Testing Methodology
===================

SqC employs a three-tier testing strategy: unit tests for individual rule logic,
the NIST Juliet Test Suite for precision/recall measurement, and real-world
open-source codebases for scalability and noise validation.

Benchmark Strategy
------------------

SqC is benchmarked on two axes:

1. **Juliet Test Suite** (NIST) — 54,484 files with ground truth (OMITBAD/OMITGOOD
   sections). Measures TP rate, FP rate, and per-CWE coverage.

2. **Real-World Open-Source Projects** — 5 codebases (libcrc, sqlite, mosquitto,
   curl, hostap) analyzed by sqc, cppcheck, and clang-tidy. No ground truth —
   measures violation counts, rule distribution, and cross-tool agreement.

**Why both**:

- **Juliet** provides precision metrics (TP/FP) but is synthetic single-file code
- **Real-world** tests scalability, noise levels, and cross-file analysis on production code
- Rule improvements are validated on Juliet for TP/FP impact, then verified on
  real-world for noise reduction

**Benchmark cadence**:

- **After every significant rule change**: Juliet benchmark (MCP server, ~10 min)
- **After version milestones**: Full real-world benchmark (MCP server, all 5
  codebases × 3 tools)
- **cppcheck/clang-tidy results are stable** across sqc changes — run once and cache

Unit Tests
----------

Each CERT C rule has dedicated test cases written as C source files organized
under ``src/rules/cert_c/<CATEGORY>/<RULE-ID>/tests/``:

::

    src/rules/cert_c/SIG/SIG01-C/tests/
      fail/                          # C files that SHOULD trigger violations
        testcases_signal_restart_assumption.c
        testcases_concurrent_signals.c
        ...
      pass/                          # C files that should NOT trigger violations
        testcases_proper_signal_handling.c
        ...

**Current coverage**: 3,322 tests across 290 rules (~3,070 C test files,
~1,820 fail + ~1,250 pass). All tests pass; zero duplicates.

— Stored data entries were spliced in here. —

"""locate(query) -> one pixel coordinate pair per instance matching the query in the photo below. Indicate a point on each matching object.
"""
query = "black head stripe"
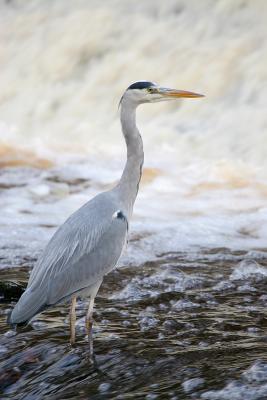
(141, 85)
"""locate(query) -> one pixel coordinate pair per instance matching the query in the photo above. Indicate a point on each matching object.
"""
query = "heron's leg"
(89, 324)
(72, 320)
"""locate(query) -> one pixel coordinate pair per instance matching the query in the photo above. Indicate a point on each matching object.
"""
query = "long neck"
(129, 182)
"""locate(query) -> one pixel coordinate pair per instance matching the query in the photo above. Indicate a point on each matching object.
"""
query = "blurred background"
(64, 67)
(185, 315)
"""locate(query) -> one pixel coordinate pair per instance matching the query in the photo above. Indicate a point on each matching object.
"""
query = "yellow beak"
(178, 93)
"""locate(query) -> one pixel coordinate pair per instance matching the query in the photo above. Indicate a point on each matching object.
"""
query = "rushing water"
(184, 317)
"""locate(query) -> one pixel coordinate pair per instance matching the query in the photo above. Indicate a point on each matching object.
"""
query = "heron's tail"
(31, 303)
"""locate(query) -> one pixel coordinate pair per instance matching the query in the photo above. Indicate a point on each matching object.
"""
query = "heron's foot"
(89, 331)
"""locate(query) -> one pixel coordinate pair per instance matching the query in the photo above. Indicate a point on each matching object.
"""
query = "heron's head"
(149, 92)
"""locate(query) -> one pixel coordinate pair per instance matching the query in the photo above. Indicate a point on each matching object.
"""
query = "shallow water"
(189, 325)
(184, 317)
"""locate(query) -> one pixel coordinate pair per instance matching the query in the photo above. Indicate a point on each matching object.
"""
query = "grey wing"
(92, 265)
(83, 249)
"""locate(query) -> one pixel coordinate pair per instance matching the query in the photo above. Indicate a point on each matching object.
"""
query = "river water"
(183, 317)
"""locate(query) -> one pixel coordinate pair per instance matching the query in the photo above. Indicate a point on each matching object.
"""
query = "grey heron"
(90, 242)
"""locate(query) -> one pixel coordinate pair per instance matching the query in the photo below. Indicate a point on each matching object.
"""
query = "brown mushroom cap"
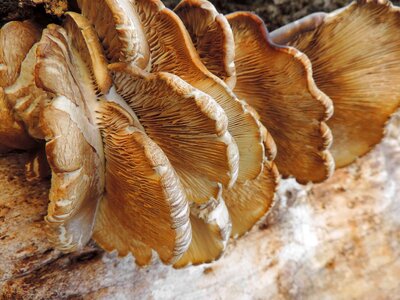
(144, 201)
(16, 38)
(77, 178)
(119, 29)
(172, 51)
(85, 42)
(211, 35)
(187, 124)
(211, 227)
(277, 82)
(249, 201)
(355, 54)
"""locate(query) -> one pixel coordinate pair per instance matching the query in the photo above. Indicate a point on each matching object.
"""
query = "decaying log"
(336, 240)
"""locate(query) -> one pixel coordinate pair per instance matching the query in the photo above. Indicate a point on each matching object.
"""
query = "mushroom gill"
(355, 54)
(172, 51)
(118, 27)
(249, 201)
(277, 82)
(187, 124)
(144, 204)
(211, 227)
(212, 37)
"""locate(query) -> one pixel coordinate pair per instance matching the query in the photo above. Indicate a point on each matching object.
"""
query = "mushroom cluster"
(168, 131)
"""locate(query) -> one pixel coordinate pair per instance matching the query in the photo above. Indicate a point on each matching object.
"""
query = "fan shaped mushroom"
(211, 227)
(249, 201)
(354, 53)
(145, 205)
(212, 37)
(172, 51)
(277, 82)
(118, 27)
(187, 124)
(16, 39)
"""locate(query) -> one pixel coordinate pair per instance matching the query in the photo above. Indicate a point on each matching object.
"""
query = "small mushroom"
(16, 38)
(145, 205)
(118, 27)
(211, 227)
(355, 54)
(277, 81)
(212, 37)
(187, 124)
(249, 201)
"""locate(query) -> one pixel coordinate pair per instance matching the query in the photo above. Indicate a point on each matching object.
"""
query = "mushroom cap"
(277, 82)
(118, 27)
(355, 54)
(172, 51)
(77, 178)
(211, 228)
(16, 38)
(74, 147)
(187, 124)
(12, 133)
(212, 37)
(86, 43)
(144, 201)
(249, 201)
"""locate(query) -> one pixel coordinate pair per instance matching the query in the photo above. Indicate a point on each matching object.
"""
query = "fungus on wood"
(171, 138)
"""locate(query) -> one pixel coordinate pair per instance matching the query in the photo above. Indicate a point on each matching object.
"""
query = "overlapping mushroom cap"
(144, 152)
(355, 55)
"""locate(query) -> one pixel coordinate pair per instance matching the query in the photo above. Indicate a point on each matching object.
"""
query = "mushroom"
(212, 37)
(73, 143)
(187, 124)
(172, 51)
(250, 201)
(16, 38)
(118, 27)
(277, 81)
(145, 206)
(211, 227)
(355, 55)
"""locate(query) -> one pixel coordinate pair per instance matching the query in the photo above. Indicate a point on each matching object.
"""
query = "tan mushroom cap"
(277, 82)
(211, 227)
(16, 38)
(144, 200)
(355, 54)
(77, 178)
(212, 37)
(248, 202)
(118, 27)
(172, 51)
(86, 43)
(187, 124)
(57, 111)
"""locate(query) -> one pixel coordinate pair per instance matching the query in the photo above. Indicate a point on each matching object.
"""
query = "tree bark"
(337, 240)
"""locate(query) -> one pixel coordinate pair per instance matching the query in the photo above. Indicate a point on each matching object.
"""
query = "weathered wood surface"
(336, 240)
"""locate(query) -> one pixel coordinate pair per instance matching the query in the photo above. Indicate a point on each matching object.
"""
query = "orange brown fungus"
(355, 53)
(277, 82)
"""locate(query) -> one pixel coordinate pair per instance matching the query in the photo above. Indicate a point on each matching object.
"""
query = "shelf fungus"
(167, 132)
(354, 54)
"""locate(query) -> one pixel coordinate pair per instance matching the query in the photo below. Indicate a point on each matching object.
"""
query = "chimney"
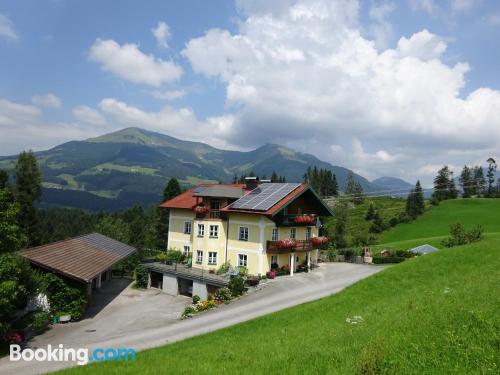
(251, 182)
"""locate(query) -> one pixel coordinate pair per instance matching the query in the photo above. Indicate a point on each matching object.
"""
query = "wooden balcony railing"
(274, 247)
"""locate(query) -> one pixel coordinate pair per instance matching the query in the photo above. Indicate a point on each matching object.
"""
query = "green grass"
(436, 314)
(436, 220)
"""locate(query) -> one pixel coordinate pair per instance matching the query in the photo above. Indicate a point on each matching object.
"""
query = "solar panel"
(264, 197)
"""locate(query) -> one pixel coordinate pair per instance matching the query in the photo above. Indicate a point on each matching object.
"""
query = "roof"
(189, 199)
(424, 249)
(81, 258)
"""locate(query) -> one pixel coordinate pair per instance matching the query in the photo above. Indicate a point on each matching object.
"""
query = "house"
(86, 260)
(258, 225)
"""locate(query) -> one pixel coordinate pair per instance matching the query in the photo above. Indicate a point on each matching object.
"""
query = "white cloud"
(47, 101)
(305, 76)
(168, 94)
(382, 28)
(7, 29)
(88, 115)
(162, 34)
(128, 62)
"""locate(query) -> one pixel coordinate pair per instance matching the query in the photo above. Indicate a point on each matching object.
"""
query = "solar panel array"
(264, 197)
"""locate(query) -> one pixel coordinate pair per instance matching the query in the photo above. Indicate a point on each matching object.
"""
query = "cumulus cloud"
(162, 34)
(7, 29)
(87, 115)
(302, 74)
(47, 101)
(128, 62)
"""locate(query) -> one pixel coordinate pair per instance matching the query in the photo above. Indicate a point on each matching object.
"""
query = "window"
(274, 260)
(201, 230)
(199, 256)
(308, 233)
(243, 235)
(214, 231)
(276, 234)
(212, 258)
(214, 209)
(242, 260)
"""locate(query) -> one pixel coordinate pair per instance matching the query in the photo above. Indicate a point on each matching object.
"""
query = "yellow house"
(259, 225)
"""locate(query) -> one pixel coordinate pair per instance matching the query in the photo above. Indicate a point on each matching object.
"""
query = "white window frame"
(308, 233)
(275, 236)
(212, 258)
(214, 231)
(201, 230)
(274, 259)
(188, 227)
(242, 260)
(245, 235)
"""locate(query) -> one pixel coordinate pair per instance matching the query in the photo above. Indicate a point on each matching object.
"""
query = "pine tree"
(466, 182)
(172, 189)
(492, 167)
(28, 192)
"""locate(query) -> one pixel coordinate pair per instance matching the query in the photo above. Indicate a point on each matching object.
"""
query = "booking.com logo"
(61, 354)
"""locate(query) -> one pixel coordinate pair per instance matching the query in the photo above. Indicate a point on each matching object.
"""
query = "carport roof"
(81, 258)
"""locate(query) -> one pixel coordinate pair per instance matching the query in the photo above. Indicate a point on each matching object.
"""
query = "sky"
(386, 88)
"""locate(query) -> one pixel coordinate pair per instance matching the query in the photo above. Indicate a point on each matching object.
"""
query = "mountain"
(392, 184)
(131, 166)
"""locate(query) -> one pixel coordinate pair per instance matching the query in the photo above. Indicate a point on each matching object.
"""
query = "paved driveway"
(141, 320)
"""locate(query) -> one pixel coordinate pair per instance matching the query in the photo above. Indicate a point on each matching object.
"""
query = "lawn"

Tests are auto-generated into Rust test functions from ``.c`` files — no embedded
``#[cfg(test)]`` modules in rule implementation files. Run tests with:

::

    # All tests
    cargo test

    # Tests for a specific rule
    cargo test --package sqc --lib -- rules::cert_c::sig01_c::tests

    # Tests for a category
    cargo test --package sqc --lib -- rules::cert_c::mem

Test cases are derived from patterns documented in the
`SEI CERT C Coding Standard wiki <https://wiki.sei.cmu.edu/confluence/display/c/SEI+CERT+C+Coding+Standard>`_.
Each rule's wiki page provides:

- **Non-compliant code examples**: patterns that violate the rule
- **Compliant solutions**: corrected versions of the same patterns
- **Risk assessment**: severity, likelihood, and remediation cost

Test cases map these directly:

- ``fail/`` cases encode non-compliant patterns (expected violations)
- ``pass/`` cases encode compliant solutions (expected clean)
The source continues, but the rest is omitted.